Example (2) of section 1.6664-4(b)(2), Income Tax Regs., is as follows:

Example (2). C, an individual, sought advice from D, a friend who was not a tax professional, as to how C might reduce his Federal tax obligations. D advised C that, for a nominal investment in Corporation X, D had received certain tax benefits which virtually eliminated D's Federal tax liability. D also named other investors who had received similar benefits. Without further inquiry, C invested in X and claimed the benefits that he had been assured by D were due him. In this case, C did not make any good faith attempt to ascertain the correctness of what D had advised him concerning his tax matters, and is not considered to have reasonable cause for the underpayment attributable to the benefits claimed.

This case is not unlike Illes v. Commissioner [93-2 USTC ╤ 50,525], 982 F.2d 163 (6th Cir. 1992), affg. [Dec. 47,615(M)] T.C. Memo. 1991-449. The taxpayer there invested in a transaction that lacked economic substance. Seeking to avoid additions to tax under prior sections 6653(a) for negligence and 6661 for substantial understatement of tax, the taxpayer argued that he relied on the professional advice of his accountant. The taxpayer presented no evidence regarding the specific advice given him by the accountant about the transaction and relied primarily on the accountant's reputation. We held, and the Court of Appeals for the Sixth Circuit agreed, that this reliance was not reasonable under the circumstances.

Petitioner contends that, notwithstanding her impressive resume, she has no sophistication in tax matters and, therefore, she reasonably and in good faith relied on Garrett and on the persons who prepared her tax returns.
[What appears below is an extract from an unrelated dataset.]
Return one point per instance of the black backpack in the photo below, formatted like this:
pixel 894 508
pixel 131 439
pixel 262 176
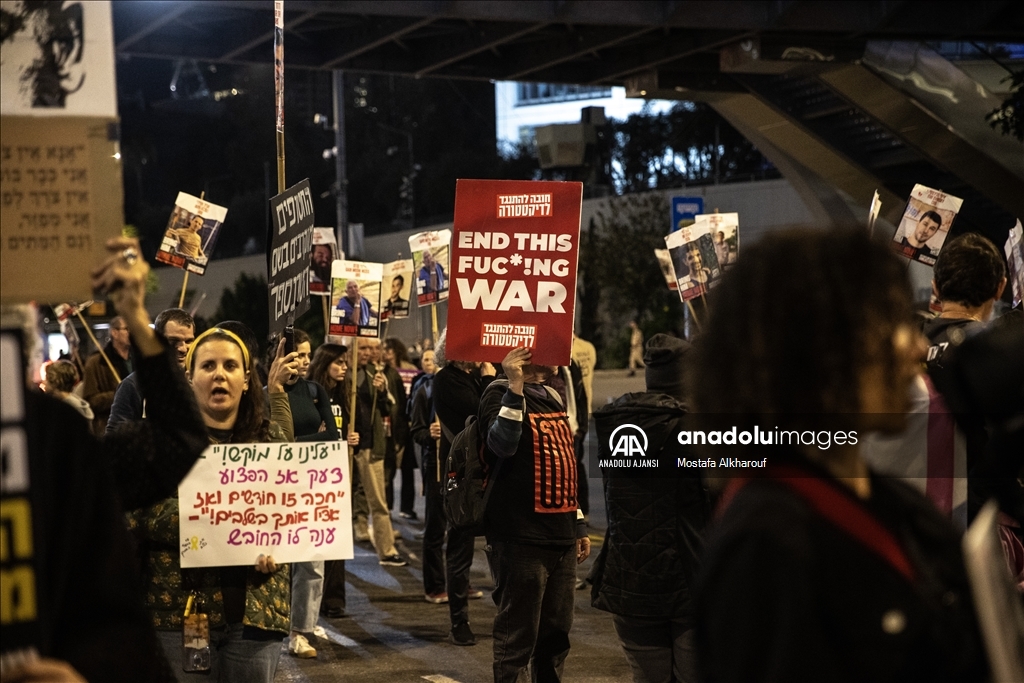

There is nothing in the record, however, establishing that any of the persons on whom she allegedly relied was a qualified tax adviser. Although petitioner testified at length about her close personal relationship (like sister-brother) with Garrett, including that he lived in her home over a certain period of time, she provided no details concerning his education or training with respect to tax matters. She and other acquaintances of hers who knew Garrett simply relied on what he told them.

Although petitioner contends that she believed that Garrett was independent of RES, she knew that Garrett was receiving a fee for transacting RES business and had caused many of his clients to invest in the program. Petitioner, and presumably the other investors, paid Garrett annual fees to act as their agent for this purpose. Petitioner testified that she asked to meet Jordon, the president of RES, but Garrett told her that Jordon could not meet with all of the investors because there were so many of them and, therefore, Jordon was operating through financial advisers such as Garrett. Although Garrett, according to her testimony, originally promised to refer her to someone who was a good tax preparer, that reference never materialized. She testified that she had her former husband prepare her 1990 return because he was not as busy as she was and had invested in the same program. She provided no information concerning his background, except that he had been unemployed for several years.

The paperwork presented to petitioner about RES emphasized tax benefits and contained no information about actual productive use of the equipment that she allegedly purchased. The claimed tax benefits were disproportionate to the cash investment to a degree that should have put a reasonable person on notice that something was amiss. She received no corroboration of the existence or value of the property that she allegedly purchased for a minimal downpayment and long-term notes.

The cases cited by petitioner, such as Mauerman v. Commissioner [94-1 USTC ╤ 50,222], 22 F.3d 1001 (10th Cir. 1994), revg. [Dec. 48,827(M)] T.C. Memo. 1993-23, involve unschooled taxpayers and credentialed advisers. See 22 F.3d at 1006. Considering all of the facts and circumstances here, we are not persuaded that petitioner had reasonable cause for claiming a basis for tax purposes of $50,000. She has not made a showing sufficient to overcome the penalties under section 6662(h).

To take account of respondent's concession on another issue,

Decision will be entered under Rule 155.